特にgomockを利用したモックオブジェクト作成については、以下のエントリが詳しいです:
Go Mockでインタフェースのモックを作ってテストする #golang
モックオブジェクト作成における課題
インタフェースを定義しておくことで、上記の通り自動的にモックオブジェクトを作成することは容易です。しかし実際には、モックオブジェクトの挙動を定義するのに EXPECT()
でデータを返すよう記述する必要があったりするので、単純なテストデータを返して欲しいだけの場合などは、割に合わず使いづらい場合があります。
また、モックオブジェクトの場合には、テストによってエラーを返したり、タイムアウトをさせたかったり、また書き込まれたデータを後から参照したい場合など、柔軟に挙動を定義したい場合もあります。そのような場合は自動モックオブジェクト作成では対応できません。
手動モックオブジェクト
実際の開発ではDI的な手法で、モックオブジェクトを手動で作成しています。
例として、memcacheなどのストレージに非同期書き込みする例を示します。
package mycache
// モック化対象のオブジェクト。ここではmemcachedなどに対しキャッシュのGet/Setを取り扱う
type CacheHandler interface {
Get(string) (int, error)
Set(string, int) error
}
// 現在有効なCacheHandlerオブジェクト
var cacheHandler = &defaultCacheHandler{}
// CacheHandlerオブジェクトを登録する。受け取るのはインターフェース。
func RegisterCacheHandler(c CacheHandler) {
cacheHandler = c
}
// デフォルトのCacheHandlerオブジェクトに戻す
func ClearCacheHandler() {
cacheHandler = &defaultCacheHandler{}
}
// 現在有効なCacheHandlerオブジェクトを返す。アプリケーションは必ずこれを呼び出すようにする
func CurrentCacheHandler() CacheHandler {
return cacheHandler
}
// 以下、デフォルトのCacheHandlerオブジェクトの実装
type defaultCacheHandler struct{}
func (*defaultCacheHandler) Get(key string) (val int, err error) {
// memcachedなりから実際にGetする
}
func (*defaultCacheHandler) Set(key string, val int) (err error) {
// memcachedなりに実際にSetする
}
上記がmemcachedなどのストレージに対する読み書きを実行するコードです。
実装は defaultCacheHandler
にあります。
CacheHandler
というインターフェースでキャッシュの実装を抽象化しています。

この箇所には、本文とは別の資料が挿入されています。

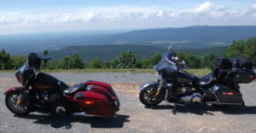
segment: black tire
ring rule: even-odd
[[[5,106],[7,108],[16,115],[27,115],[31,113],[29,109],[25,110],[21,106],[16,104],[20,95],[20,91],[15,91],[5,96]]]
[[[227,108],[230,107],[229,105],[218,105],[218,104],[212,104],[212,106],[216,108]]]
[[[154,90],[141,90],[140,91],[140,101],[146,107],[154,107],[163,101],[164,95],[160,92],[155,98],[152,98],[156,93]]]

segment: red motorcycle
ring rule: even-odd
[[[45,50],[44,55],[47,55]],[[112,86],[99,81],[86,81],[68,86],[57,78],[40,72],[41,62],[51,58],[31,53],[28,61],[15,73],[21,87],[9,89],[4,95],[9,110],[17,115],[31,112],[115,117],[119,101]]]

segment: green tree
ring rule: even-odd
[[[185,62],[190,68],[198,69],[201,67],[200,57],[195,55],[192,52],[189,52],[188,55],[186,55]]]
[[[236,57],[241,55],[250,58],[255,62],[256,58],[256,37],[249,38],[247,40],[239,40],[238,42],[233,41],[233,43],[229,49],[226,49],[224,55],[229,58]]]
[[[82,69],[83,68],[83,62],[82,62],[82,58],[79,57],[79,54],[74,54],[72,55],[71,58],[71,67],[73,69]]]
[[[14,68],[14,61],[9,53],[4,49],[0,52],[0,70],[10,70]]]
[[[102,68],[103,62],[99,58],[95,58],[92,61],[93,68]]]
[[[143,68],[148,68],[149,61],[148,59],[143,59],[141,62]]]
[[[212,54],[205,54],[201,57],[201,66],[210,68],[214,62],[215,55]]]
[[[135,68],[140,67],[140,57],[135,56],[131,51],[123,51],[118,55],[120,68]]]
[[[19,69],[25,64],[26,61],[26,59],[24,58],[22,55],[14,55],[12,59],[14,63],[13,69]]]
[[[119,61],[118,59],[114,59],[110,61],[110,68],[119,68]]]

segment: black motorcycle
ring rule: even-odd
[[[147,107],[154,107],[165,100],[167,104],[212,105],[226,107],[231,105],[244,106],[239,84],[256,79],[252,61],[238,55],[228,59],[219,55],[212,66],[212,72],[202,78],[185,72],[189,69],[183,61],[177,62],[176,53],[169,49],[154,66],[159,78],[156,82],[143,84],[139,99]]]

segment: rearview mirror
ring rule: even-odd
[[[186,62],[184,61],[182,61],[183,65],[186,65]]]
[[[48,54],[48,50],[44,50],[44,55],[47,55],[47,54]]]

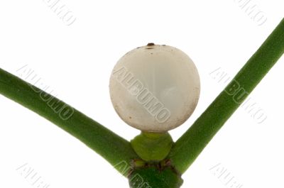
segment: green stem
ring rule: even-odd
[[[1,69],[0,94],[70,133],[101,155],[124,175],[127,175],[125,169],[118,165],[130,164],[132,159],[139,158],[129,141],[58,99]]]
[[[284,19],[193,125],[168,157],[183,173],[284,52]]]

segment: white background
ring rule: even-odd
[[[62,0],[76,18],[67,26],[47,1],[1,1],[0,67],[20,76],[17,70],[27,65],[58,97],[128,140],[139,131],[116,115],[108,88],[123,55],[153,42],[180,48],[196,64],[200,99],[189,120],[170,131],[175,140],[224,87],[209,73],[220,67],[233,77],[282,19],[284,6],[250,1],[267,18],[258,26],[239,6],[244,0]],[[283,62],[250,95],[267,119],[258,123],[239,109],[183,175],[182,187],[229,187],[210,170],[218,164],[241,187],[283,187]],[[128,187],[93,150],[1,95],[0,114],[0,187],[36,187],[16,170],[26,163],[49,187]]]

そして、 RegisterCacheHandler
、ClearCacheHandler
でそれぞれ同様のインターフェースの登録、再初期化と、CurrentCacheHandler
で現在のハンドラを返すようにしています。
package mycache
import (
"time"
)
// memcachedのフリして保存される先のハッシュ
var _data = make[string]int
type CacheHandlerMock struct {
DataWriteDuration time.Duration // 擬似書き込み遅延時間
DataWriteChan chan int // データ書き込みが成功なら1を書き込む
}
func (m *CacheHandlerMock) Get(key string) (val int, err error) {
return _data[key], nil
}
// 遅延しつつデータ書き込みする
func (m *CacheHandlerMock) Set(key string, val int) (err error) {
time.Sleep(m.DataWriteDuration)
_data[key] = val
if m.DataWriteChan != nil {
m.DataWriteChan <- 1 // 終了通知
}
}
// テスト時にデータの中身をいつでも参照できるように
func DumpCacheHandlerMock() map[string]int {
return _data
}
// モックデータの初期化。該当するテストのSetUpTest()などで呼び出す
func ResetCacheHandlerMock() {
_data[key] = make[string]int
}
上記がテストに使われるモックオブジェクトです。与えられたキーと値は通常のハッシュオブジェクトに格納しています。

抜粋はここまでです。